# Printer driver



## auzzeyaub (Dec 2, 2003)

Does anyone know where I can get a printer driver for an HP photosmart printer that is compatible with windows server 2003?


----------



## cwwozniak (Nov 29, 2005)

The last time I heard, HP makes more than one model of Photosmart printers and the drivers may be model specific.
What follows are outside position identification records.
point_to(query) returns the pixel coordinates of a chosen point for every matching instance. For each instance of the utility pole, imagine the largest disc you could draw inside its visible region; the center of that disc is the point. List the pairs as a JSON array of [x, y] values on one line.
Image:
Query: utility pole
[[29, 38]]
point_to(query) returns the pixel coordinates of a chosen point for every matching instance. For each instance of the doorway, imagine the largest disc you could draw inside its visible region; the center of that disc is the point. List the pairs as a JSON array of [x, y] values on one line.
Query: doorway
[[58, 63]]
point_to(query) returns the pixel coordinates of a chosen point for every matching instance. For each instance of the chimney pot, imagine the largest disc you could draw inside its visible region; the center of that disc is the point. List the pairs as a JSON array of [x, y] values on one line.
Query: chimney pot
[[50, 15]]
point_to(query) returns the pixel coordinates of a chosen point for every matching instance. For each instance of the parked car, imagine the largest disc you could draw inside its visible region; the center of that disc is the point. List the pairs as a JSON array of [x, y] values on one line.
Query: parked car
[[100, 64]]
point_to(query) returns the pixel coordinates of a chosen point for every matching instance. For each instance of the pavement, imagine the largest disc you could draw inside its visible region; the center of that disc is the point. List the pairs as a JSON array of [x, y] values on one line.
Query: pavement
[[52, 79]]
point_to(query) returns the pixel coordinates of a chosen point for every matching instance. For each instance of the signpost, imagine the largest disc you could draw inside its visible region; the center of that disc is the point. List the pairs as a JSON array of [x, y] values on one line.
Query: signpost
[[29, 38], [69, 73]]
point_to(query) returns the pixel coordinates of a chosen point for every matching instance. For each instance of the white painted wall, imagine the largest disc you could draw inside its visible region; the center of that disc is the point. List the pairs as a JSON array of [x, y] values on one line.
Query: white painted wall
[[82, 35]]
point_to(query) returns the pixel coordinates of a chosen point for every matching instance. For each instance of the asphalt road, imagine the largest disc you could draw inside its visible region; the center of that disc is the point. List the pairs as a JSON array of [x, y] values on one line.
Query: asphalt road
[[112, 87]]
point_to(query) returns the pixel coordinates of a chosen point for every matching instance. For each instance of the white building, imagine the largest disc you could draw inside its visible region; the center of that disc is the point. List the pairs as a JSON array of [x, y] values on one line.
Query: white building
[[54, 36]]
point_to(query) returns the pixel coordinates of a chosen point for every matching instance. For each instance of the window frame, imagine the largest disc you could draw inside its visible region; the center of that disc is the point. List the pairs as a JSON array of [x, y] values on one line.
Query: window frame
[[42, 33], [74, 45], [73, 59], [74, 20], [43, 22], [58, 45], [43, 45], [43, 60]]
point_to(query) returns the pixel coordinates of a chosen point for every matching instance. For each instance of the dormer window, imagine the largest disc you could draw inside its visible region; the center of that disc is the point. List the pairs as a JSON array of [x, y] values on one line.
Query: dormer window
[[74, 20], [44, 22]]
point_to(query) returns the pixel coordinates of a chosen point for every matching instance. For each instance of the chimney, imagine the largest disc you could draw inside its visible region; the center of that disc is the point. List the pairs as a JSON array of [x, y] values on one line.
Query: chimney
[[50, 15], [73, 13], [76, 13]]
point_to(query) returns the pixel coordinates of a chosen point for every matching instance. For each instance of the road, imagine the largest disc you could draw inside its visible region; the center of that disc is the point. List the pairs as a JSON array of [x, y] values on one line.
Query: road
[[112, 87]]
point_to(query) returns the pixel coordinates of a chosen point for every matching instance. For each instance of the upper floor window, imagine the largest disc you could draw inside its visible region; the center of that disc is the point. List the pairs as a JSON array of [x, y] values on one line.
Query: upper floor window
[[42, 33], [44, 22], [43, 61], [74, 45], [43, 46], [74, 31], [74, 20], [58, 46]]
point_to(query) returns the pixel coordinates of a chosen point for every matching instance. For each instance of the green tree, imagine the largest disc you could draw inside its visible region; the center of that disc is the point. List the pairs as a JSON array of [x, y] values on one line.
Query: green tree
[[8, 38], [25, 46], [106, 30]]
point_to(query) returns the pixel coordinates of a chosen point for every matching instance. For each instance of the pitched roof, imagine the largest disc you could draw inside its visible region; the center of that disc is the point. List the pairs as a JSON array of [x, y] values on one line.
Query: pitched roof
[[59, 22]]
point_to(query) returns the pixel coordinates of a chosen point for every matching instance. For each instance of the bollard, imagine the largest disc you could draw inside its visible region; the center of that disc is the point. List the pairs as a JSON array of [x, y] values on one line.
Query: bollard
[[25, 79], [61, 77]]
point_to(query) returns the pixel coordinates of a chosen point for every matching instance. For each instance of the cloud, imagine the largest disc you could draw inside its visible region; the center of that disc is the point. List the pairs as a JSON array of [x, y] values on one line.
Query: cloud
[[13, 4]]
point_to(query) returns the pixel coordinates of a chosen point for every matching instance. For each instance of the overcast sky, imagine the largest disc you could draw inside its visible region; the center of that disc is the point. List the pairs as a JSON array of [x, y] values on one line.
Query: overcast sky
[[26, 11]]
What happens when you enter the model information here?
http://welcome.hp.com/country/us/en/support_task.html

EDIT: As part of an agreement with Microsoft, HP may have stopped offering some drivers for older versions of Windows for their older printers. They may still be available from third party sources.


----------



## auzzeyaub (Dec 2, 2003)

Thanks for the reply. The model is C4780 and HP does not offer a driver for this printer and Windows server 2003. I thought maybe I could get one from another source.


----------



## cwwozniak (Nov 29, 2005)

I found some reviews of the C4780 that suggest it may have come on the market September, 2009. If that is correct, then HP may not have ever released drivers for much earlier versions of Windows. This page pretty much confirms the fact:

http://h10025.www1.hp.com/ewfrf/wc/document?docname=c01666390&lc=en&dlc=en&cc=us&product=3794615


> *System requirements*
> NOTE: This product does not support Windows 2000, 95, 98, 98 Second Edition, Me, 3.1, NT® 4.0, DOS, 2003 and 2008 Server.​


----------



## auzzeyaub (Dec 2, 2003)

Thanks for the reply, but just to clarify. There is no, or never will be any, drivers for the printer and Windows server 2003? Yeah, I know this is what you already said but I want to make sure there are not other sources than HP for the driver. Rgrds


----------



## Pookie (Dec 31, 2004)

just use a raw or pcl6 print driver, you won't get fancy stuff but you can print


----------



## digitalsatori (Apr 28, 2010)

Are you attaching this printer directly to your server? One alternative might be to purchase a JetDirect and use the JetDirect as the "server" for the client computers. You can then point the clients to the JetDirect's IP address using the "Standard TCP/IP Port" option when adding a new Printer.

http://www.google.com/products?hl=e...esult_group&ct=title&resnum=1&ved=0CCsQrQQwAA


----------



## auzzeyaub (Dec 2, 2003)

Thanks for the options, I'm sure I can make one of them work.


----------